A2.5.5.3 Reduce risk through engagement with stakeholders
Businesses can reduce financial, reputational and political risks by engaging with stakeholders. Understanding the concerns and interests of employees, customers, NGOs, politicians and business partners helps a company to manage environmental and social expectations better, resulting in reduced risk of civil action or brand assassination, improved access to capital and insurance, cost savings and reduced vulnerability to regulatory changes.
Risk is intrinsic to business and cannot be eliminated. But companies can improve their risk profiles for environmental and social performance by understanding the expectations of a broad spectrum of stakeholders. Engagement helps companies understand stakeholders’ changing expectations and needs.
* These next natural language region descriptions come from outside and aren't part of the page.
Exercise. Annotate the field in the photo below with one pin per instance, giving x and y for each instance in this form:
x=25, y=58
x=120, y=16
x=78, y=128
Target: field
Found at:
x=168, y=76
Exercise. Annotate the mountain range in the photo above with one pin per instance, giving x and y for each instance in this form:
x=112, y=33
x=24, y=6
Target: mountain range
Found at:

It allows companies to keep a finger on the pulse of the general social and political environment and helps to identify issues which could become crises or simply lead to changes in the way a business operates. Social and environmental problems can have serious impacts on financial performance and therefore on borrowers’ ability to maintain interest payments and repay capital. They can also extend to the lenders’ reputations, as institutions involved in controversial dam projects have discovered, or can generate specific financial liabilities if a borrower causes environmental damage and cannot meet its liabilities. The evidence for risk reduction through engagement and transparency is strongest for larger companies because regulators, international stakeholders and local communities expect more of them, but also because of the sensitive sectors in which many of these companies operate (e.g. mineral extraction).
Stakeholder engagement
Stakeholder engagement is essential to increasing community understanding of business operations. Community understanding of private sector activity, sometimes called a ‘local license to operate’, can sometimes be a major factor in a firm’s operations. Such acceptance can help with reputation and brand value, and failure to have such acceptance can raise operational and production risks, at times with very significant costs to the companies involved. To combat the climate of suspicion and mistrust companies must engage with stakeholders to learn their concerns and expectations.